Marc Hunter

Personal information
- Nationality: American
- Born: March 5, 1956 (age 70) Brunswick, Ohio

Sport
- Sport: Track
- Event(s): 5000 meters, 10,000 meters
- College team: Cleveland State

Achievements and titles
- Personal best(s): 5000m: 13:36.70 10,000m: 28:40.80

= Marc Hunter (athlete) =

American long-distance runner

Marc Hunter (born March 5, 1956) is an American former distance runner. He ran for the United States at the 1978 IAAF World Cross Country Championships. He is the father of runner Drew Hunter.

==Running career==
===High school===
Hunter attended Brunswick High School in Ohio, where he graduated in 1974. During his time in high school, he competed in cross country and track. He was the runner-up at Ohio's 1972 state cross country meet, and then won the 1973 state cross meet. He was also the Ohio High School DI State champion in the mile in 1973 and 1974. As a high schooler, he recorded a personal best of 4:14 in the mile.

===Collegiate===
Hunter spent his first two years at Kent State University where he led the Golden Flashes to back-to-back NCAA Cross Country Championship
meets. Hunter transferred to Cleveland State University, where he continued to compete in cross country and track.

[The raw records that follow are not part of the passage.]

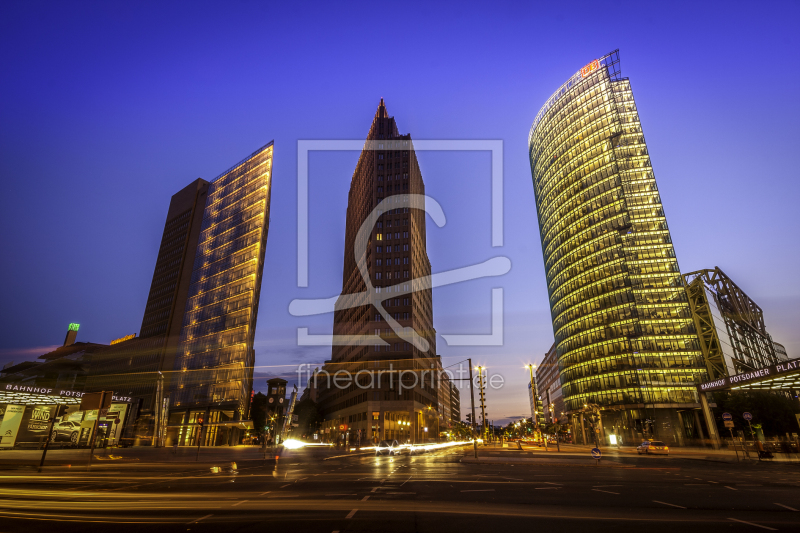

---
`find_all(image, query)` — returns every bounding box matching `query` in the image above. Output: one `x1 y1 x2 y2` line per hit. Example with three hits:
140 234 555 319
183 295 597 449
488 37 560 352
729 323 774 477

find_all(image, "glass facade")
529 52 706 412
172 143 272 419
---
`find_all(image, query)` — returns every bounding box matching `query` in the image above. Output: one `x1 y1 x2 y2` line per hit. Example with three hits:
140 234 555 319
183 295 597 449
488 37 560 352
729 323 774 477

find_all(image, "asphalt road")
0 442 800 533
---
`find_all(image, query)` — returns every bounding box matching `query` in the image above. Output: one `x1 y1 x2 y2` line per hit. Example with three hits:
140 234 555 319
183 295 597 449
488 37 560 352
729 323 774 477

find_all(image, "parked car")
636 440 669 455
375 440 400 455
52 420 81 445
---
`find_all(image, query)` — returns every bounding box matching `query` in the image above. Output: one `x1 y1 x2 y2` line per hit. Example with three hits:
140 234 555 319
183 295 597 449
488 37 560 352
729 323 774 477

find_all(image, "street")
0 447 800 533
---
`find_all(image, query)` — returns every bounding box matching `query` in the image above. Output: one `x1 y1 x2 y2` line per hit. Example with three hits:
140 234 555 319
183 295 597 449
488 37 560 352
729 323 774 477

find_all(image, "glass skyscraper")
528 51 706 444
169 143 272 445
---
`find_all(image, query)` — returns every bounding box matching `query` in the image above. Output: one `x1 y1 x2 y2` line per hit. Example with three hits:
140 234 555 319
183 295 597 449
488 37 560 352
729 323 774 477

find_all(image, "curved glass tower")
528 51 706 444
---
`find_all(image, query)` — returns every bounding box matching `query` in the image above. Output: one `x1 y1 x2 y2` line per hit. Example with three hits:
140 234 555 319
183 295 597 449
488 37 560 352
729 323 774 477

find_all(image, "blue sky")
0 2 800 420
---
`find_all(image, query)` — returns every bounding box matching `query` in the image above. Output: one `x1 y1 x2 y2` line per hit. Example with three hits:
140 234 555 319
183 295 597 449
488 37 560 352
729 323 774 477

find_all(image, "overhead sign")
581 59 600 78
0 383 131 405
111 333 136 344
698 359 800 392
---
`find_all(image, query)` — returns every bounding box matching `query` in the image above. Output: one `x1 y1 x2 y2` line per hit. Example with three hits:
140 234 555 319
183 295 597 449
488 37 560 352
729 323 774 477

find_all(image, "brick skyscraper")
318 99 441 442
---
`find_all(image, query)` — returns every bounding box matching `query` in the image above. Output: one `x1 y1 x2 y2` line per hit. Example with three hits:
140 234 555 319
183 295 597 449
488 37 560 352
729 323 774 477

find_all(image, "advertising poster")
17 405 56 443
104 403 128 446
0 405 25 448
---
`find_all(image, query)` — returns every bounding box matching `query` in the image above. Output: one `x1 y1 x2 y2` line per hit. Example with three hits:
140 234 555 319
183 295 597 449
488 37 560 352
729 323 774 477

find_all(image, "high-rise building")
169 142 272 445
80 142 273 446
536 344 566 422
683 267 788 381
317 99 441 441
528 51 707 445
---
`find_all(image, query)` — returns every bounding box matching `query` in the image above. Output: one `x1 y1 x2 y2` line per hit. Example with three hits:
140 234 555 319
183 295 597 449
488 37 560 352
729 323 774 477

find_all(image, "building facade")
535 344 567 423
169 142 273 446
529 51 707 445
316 99 441 442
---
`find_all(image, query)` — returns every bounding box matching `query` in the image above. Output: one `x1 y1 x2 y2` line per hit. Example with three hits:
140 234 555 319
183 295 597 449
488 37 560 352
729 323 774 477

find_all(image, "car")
52 420 81 445
375 440 400 455
636 440 669 455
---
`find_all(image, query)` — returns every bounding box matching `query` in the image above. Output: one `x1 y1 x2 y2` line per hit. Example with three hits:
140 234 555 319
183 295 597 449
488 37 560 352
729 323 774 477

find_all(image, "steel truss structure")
683 267 778 381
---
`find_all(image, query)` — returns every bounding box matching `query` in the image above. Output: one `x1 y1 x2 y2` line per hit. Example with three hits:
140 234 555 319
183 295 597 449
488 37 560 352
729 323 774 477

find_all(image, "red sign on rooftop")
581 59 600 78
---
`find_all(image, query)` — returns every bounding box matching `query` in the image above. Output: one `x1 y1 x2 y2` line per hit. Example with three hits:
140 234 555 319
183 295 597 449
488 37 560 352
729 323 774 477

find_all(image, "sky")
0 1 800 422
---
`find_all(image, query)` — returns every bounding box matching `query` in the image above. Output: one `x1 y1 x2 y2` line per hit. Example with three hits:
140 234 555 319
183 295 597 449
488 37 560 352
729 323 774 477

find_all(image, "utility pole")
86 391 106 470
37 404 61 472
467 359 478 459
478 366 487 446
153 370 164 448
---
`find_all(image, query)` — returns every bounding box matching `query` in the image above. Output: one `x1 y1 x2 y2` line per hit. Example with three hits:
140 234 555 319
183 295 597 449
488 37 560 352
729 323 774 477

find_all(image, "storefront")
0 383 131 450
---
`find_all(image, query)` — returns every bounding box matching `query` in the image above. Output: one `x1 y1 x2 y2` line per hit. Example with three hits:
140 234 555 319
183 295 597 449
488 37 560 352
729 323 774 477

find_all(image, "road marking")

During his time at Cleveland State, he ran in two consecutive NCAA DI Cross Country Championships, finishing in fourth overall in 1977 and sixth in 1978. In 1978, as a collegian, he ran for the United States' squad in the men's race at the 1978 IAAF World Cross Championships, where he finished in 72nd place overall.

===Post-collegiate===
After undergraduate studies, Hunter was selected by the post-collegiate racing team Athletics West from Eugene, Oregon. He raced at the men's race at the 1979 IAAF World Cross Country Championships, this time finishing in 49th place. Hunter ran his fastest 10K on the track at the 1979 AAU Championships, where he placed fifth in the men's 10,000 in a time of 28:40.8. Also in 1979 he ran his 5K PR of 13:36.7 winning the Tom Black Classic in Knoxville, TN. In 1980, three weeks before the Olympic Trials, he won the now-famous Bolder Boulder 10k.